Under this name, which is the Italian equivalent of "baked clay," we comprise pottery intended for architectural ornaments, and especially that which contributes to general decoration. The gutter-covers and finials of which we have spoken under the head of roofing accessories, might have been included among terra-cottas, but their fixed location takes from them the special characteristic more particularly attributed to ornamental pottery.

Did this art precede sculpture in stone? Archaeologists are not agreed on this point, but it is certain that it is of very ancient date, and we have evidence of this in the numerous cornices, friezes, and bas - reliefs found in the ruins of buildings which were constructed during the early centuries of historic times.

A Greek poetical story or legend attributes to the Corinthian potter Debutades, the invention of moulding, for reproduction in clay, of figures in relief. His daughter loved passionately a young and handsome swain, and, being obliged to separate from him, manifested such grief that her father, in order if possible to mitigate her sorrow, traced the outline of the shadow thrown on a wall by her lover's head; he then filled this silhouette in with prepared clay, and fired the medallion thus obtained in his kiln.

Pliny relates that at the period when Corinth was taken by the Romans, this first remarkable example of a new art was still treasured in the Temple of the Nymphs.

Fragments discovered among the ruins of several Grecian towns show that there was an extensive use of terra-cotta ornaments in Greece, and that the art had reached a high degree of perfection both in taste and execution. The best work of that period dates from the time of Phidias and Polycletes (5 th century-B.C.).

The Etruscans, who have left us such remarkable specimens of pottery, borrowed much from the Greeks, while giving their productions an originality of their own. They made friezes and frontons of large size for their temples and buildings.

Rome employed Etruscan sculptors for the decoration of her public buildings, and especially for the Capitol, under Tarquin the Elder (6th century B.C.).

Terra-cotta work held such an important place in Roman buildings, that there existed at Rome a school, the Collegium figulorum, for preparing workmen for that industry. The invasion of the Barbarians checked the progress of the arts, and for several centuries the use of terra-cotta, without being completely abandoned, suffered an eclipse. But in the 11th century it once more took a prominent position in architectural decoration, especially in Germany and Italy. There still remain many fine monuments of that period, such as the Carthusian monastery at Pisa (Fig. 317), the cathedral at Crema (Fig. 321), and many others, in which magnificent examples of terracotta decoration are found.

The popularity of the plastic art continued until the 16th century; great artists like Bramante and Michael Angelo, did not disdain to use it in the works which they executed, for example the Chancellerie palace (15th century) and the Farnese palace (16th century, Fig. 328) in Rome, and the apsis of Santa-Maria della Gracia at Milan (Fig. 327). After being again neglected during the two following centuries, terra-cotta was once more successfully utilised in Germany and England in the 19th century. Among the most remarkable examples of buildings constructed of brick and terra-cotta, we may mention the School of Architecture of Schmikel, the Werder Church, and the Museum of Decorative Art in Berlin.
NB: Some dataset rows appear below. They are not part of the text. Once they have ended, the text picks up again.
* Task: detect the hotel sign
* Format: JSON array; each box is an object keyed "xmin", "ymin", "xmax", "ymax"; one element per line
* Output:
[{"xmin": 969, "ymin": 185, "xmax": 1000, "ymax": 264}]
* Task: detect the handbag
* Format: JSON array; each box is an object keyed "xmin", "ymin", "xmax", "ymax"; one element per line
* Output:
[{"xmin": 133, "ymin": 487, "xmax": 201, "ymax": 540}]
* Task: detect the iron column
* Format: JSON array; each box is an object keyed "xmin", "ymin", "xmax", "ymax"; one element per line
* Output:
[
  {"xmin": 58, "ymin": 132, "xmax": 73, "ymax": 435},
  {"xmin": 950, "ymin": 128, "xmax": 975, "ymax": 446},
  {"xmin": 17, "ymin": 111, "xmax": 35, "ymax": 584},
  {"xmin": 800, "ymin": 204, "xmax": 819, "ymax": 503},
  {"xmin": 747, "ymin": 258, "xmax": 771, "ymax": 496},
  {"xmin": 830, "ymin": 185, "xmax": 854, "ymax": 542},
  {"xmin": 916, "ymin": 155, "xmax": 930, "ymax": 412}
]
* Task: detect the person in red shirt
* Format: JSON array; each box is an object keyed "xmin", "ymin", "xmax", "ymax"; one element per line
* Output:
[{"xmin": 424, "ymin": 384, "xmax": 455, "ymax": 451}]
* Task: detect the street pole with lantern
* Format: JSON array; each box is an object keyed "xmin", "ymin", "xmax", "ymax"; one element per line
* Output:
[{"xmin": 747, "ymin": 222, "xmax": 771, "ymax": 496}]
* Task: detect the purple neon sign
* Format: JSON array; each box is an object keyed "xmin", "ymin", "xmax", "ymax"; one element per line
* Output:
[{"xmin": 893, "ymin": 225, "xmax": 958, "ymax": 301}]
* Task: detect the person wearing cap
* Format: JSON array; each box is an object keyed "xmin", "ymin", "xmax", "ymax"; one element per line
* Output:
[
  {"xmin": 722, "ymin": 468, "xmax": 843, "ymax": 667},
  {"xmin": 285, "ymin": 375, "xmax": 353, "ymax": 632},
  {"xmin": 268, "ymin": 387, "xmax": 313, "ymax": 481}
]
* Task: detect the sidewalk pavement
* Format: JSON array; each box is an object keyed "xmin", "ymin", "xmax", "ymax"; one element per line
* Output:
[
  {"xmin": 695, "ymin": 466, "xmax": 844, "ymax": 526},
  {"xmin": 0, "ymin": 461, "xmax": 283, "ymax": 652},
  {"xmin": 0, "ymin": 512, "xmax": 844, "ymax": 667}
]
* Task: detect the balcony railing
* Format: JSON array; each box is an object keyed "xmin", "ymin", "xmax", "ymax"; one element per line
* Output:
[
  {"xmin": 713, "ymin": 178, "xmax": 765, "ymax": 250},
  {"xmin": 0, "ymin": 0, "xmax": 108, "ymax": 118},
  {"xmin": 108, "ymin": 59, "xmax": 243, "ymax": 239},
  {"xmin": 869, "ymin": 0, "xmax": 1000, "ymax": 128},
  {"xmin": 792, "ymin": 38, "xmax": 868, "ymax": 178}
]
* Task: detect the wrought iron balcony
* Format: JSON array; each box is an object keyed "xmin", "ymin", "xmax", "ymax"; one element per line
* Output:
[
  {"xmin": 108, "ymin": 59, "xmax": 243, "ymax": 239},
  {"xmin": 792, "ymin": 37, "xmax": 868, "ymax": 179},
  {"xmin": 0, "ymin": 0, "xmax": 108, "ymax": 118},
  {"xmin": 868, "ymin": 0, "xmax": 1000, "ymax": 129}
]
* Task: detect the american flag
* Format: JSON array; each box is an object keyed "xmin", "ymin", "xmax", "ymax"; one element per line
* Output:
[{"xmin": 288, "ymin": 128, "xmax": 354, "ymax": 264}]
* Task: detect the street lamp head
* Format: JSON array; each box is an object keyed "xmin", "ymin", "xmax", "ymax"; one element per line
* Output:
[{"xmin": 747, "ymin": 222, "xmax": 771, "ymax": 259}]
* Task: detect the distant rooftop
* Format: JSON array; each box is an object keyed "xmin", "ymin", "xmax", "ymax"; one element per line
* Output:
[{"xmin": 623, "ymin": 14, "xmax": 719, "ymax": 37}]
In England, where this kind of work is extensively used, the palatial Natural History Museum recently built in London is entirely constructed, both outside and inside, of iron and terra-cotta.

In France, the claims of terra-cotta have been less readily accepted, on account, perhaps, of the abundance of stone in that country; perhaps also through the unreasonable attachment to ancient customs which offers such a stubborn resistance to novelties.

In spite of two brilliant displays, the Exhibitions of 1878 and 1889, which ought to have powerfully recommended the advantages of terra-cotta as applied to modern architecture, its use is still very limited. Nevertheless there were, in those rapidly erected palaces, many happy colouring effects, and many truly original combinations, which lead us to think that this branch of art, if prosecuted and studied by masters, would lead to an architectural renaissance, and that such a renaissance would perhaps rid us of those everlasting facades, which are always the same, and which make our streets so monotonous. May the Exhibition of 1900 settle the question, and finally establish the new architecture of which its predecessors have given us a glimpse!